Marbella Resorts was fined by the Spanish DPA for not having a data processing agreement with the processor and for violating the Spanish Law on cookies by placing unnecessary cookies without user consent.

The complaint was submitted by a data subject to the Spanish DPA (AEPD), stating that their ID card had been found on an adult website, along with their personal information, after being a guest in one of the chain's hotels. The data subject also requested access to their personal data from the hotel, which revealed that an employee of the building's owners association had scanned their ID card since the reception desk was closed.
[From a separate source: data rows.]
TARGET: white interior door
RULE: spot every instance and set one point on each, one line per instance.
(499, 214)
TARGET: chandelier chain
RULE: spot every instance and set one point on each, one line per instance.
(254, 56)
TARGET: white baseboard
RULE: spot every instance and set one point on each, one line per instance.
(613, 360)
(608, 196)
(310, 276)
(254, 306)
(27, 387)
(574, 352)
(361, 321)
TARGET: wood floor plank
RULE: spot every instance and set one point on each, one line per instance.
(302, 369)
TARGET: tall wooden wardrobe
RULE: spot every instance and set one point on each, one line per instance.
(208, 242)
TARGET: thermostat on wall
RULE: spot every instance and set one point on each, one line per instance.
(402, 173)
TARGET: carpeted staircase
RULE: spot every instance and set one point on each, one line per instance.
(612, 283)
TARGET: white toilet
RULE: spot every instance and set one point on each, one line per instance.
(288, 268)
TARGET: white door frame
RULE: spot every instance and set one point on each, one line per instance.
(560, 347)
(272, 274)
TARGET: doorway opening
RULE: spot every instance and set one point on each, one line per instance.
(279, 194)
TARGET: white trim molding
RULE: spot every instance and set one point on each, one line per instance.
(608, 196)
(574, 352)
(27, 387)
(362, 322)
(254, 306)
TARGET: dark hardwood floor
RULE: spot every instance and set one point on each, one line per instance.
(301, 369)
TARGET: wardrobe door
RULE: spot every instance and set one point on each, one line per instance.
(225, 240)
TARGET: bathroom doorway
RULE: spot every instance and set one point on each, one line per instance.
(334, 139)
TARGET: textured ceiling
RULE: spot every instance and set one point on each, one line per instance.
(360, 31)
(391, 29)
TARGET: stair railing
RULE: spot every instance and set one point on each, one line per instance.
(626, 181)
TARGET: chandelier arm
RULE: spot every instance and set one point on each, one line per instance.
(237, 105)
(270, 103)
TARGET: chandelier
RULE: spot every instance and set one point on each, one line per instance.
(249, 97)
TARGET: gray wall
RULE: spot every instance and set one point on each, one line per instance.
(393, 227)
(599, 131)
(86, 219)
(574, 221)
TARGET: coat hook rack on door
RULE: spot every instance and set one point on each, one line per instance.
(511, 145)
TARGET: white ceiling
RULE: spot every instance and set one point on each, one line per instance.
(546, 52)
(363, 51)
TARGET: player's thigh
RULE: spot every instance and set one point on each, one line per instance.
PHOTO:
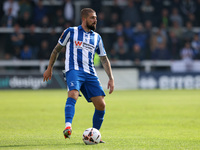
(99, 102)
(73, 94)
(74, 81)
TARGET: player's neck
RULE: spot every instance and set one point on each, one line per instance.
(85, 28)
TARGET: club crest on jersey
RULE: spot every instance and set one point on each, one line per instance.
(78, 43)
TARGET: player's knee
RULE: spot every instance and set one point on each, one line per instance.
(73, 94)
(102, 106)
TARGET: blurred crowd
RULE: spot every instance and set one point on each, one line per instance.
(143, 29)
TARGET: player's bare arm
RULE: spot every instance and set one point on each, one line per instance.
(107, 67)
(54, 55)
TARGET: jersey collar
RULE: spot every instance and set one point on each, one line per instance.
(81, 28)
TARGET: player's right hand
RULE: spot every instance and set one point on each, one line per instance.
(47, 75)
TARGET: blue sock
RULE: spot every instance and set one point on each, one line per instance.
(70, 109)
(98, 118)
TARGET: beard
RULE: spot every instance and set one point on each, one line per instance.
(91, 27)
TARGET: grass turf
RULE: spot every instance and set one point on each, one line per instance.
(146, 119)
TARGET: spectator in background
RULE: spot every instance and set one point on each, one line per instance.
(39, 12)
(191, 18)
(116, 11)
(148, 31)
(128, 32)
(17, 37)
(175, 16)
(14, 7)
(32, 39)
(196, 46)
(131, 13)
(188, 34)
(156, 39)
(176, 29)
(101, 20)
(147, 10)
(53, 38)
(114, 20)
(25, 7)
(187, 55)
(174, 45)
(187, 7)
(44, 52)
(121, 48)
(26, 20)
(136, 54)
(26, 52)
(44, 23)
(69, 11)
(119, 31)
(140, 36)
(160, 53)
(58, 19)
(164, 18)
(197, 12)
(8, 20)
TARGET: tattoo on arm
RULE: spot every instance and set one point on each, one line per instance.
(107, 67)
(55, 54)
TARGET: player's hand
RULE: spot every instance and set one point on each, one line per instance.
(47, 75)
(111, 85)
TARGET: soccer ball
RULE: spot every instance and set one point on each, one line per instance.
(91, 136)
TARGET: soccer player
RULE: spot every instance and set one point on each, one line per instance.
(81, 44)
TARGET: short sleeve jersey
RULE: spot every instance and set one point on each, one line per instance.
(80, 49)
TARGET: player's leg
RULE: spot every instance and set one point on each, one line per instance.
(70, 111)
(74, 81)
(99, 112)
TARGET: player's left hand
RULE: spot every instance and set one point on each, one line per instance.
(47, 75)
(111, 85)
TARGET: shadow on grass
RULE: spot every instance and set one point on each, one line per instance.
(35, 145)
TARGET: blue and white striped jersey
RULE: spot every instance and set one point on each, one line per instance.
(80, 49)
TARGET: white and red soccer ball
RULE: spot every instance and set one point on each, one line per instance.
(91, 136)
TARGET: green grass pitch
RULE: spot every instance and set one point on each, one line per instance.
(135, 120)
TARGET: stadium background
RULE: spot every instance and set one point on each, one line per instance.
(150, 43)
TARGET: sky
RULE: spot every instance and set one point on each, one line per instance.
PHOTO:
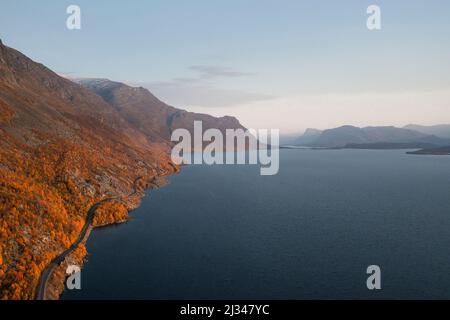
(273, 64)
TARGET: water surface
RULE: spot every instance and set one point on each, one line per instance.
(225, 232)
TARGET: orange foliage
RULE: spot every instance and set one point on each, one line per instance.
(109, 213)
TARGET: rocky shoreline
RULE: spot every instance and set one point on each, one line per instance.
(56, 281)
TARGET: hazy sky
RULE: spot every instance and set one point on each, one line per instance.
(273, 64)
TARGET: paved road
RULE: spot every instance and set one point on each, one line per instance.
(40, 293)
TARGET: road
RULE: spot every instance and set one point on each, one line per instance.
(40, 292)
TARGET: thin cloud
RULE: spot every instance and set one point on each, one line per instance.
(211, 72)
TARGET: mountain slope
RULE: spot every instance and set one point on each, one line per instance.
(153, 117)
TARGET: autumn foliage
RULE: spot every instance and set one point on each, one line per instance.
(109, 213)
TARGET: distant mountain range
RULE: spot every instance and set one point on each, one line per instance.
(388, 137)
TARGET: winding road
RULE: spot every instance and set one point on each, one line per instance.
(45, 275)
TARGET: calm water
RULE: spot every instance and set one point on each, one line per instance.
(309, 232)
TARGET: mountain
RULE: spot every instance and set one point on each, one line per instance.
(150, 115)
(64, 147)
(442, 130)
(440, 151)
(355, 137)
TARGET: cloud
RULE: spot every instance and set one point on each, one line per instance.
(211, 72)
(202, 90)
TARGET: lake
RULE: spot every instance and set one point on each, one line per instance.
(310, 232)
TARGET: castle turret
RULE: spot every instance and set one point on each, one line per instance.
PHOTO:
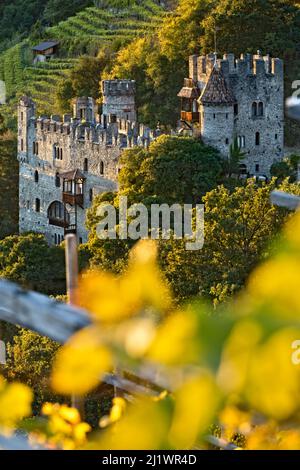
(216, 106)
(26, 111)
(240, 98)
(84, 109)
(118, 100)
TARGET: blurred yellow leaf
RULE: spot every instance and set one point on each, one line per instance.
(273, 382)
(175, 341)
(15, 403)
(80, 363)
(196, 404)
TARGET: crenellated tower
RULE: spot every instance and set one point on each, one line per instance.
(237, 98)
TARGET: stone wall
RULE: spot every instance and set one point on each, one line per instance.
(252, 79)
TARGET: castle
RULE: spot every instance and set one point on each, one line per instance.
(243, 99)
(65, 162)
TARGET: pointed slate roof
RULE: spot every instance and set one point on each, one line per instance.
(216, 91)
(190, 93)
(72, 175)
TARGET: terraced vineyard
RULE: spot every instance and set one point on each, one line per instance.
(93, 26)
(83, 33)
(40, 82)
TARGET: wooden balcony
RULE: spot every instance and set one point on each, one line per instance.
(73, 199)
(71, 229)
(189, 116)
(58, 222)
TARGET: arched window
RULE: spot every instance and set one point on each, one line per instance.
(243, 169)
(57, 180)
(37, 205)
(257, 138)
(57, 214)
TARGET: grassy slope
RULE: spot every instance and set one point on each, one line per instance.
(85, 33)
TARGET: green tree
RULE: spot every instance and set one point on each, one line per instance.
(240, 228)
(9, 187)
(28, 260)
(29, 360)
(173, 170)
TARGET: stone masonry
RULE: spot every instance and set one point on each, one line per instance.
(227, 99)
(65, 162)
(87, 144)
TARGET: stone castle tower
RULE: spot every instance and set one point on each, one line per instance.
(241, 99)
(65, 162)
Upon further investigation, the AEPD discovered that Marbella Resorts' website had a cookie banner that did not provide sufficient information about the use of cookies and did not allow users to reject consent for unwanted cookies. Additionally, the hotel chain used unnecessary cookies before obtaining consent, violating Article 22 of the Spanish Law implementing the e-Privacy Directive (LSSI). Furthermore, the AEPD found that Marbella Resorts had violated Article 28(3) of the GDPR, as the hotel chain did not have a data processing agreement with the building's owners association to govern the processing of personal data. The use of deceptive patterns, specifically the lack of transparency in the cookie banner and the placement of unnecessary cookies without clear user consent, was a significant factor in the AEPD's decision to fine Marbella Resorts. The forced action of accepting cookies without sufficient information or the ability to reject unwanted cookies is a clear example of a deceptive pattern, which violates both Article 5(3) of the e-Privacy Directive and Article 22(2) of the Spanish Law on cookies (LSSI). The lack of transparency and user control in cookie consent mechanisms is a significant concern for data protection authorities, as it can lead to the misuse of personal data.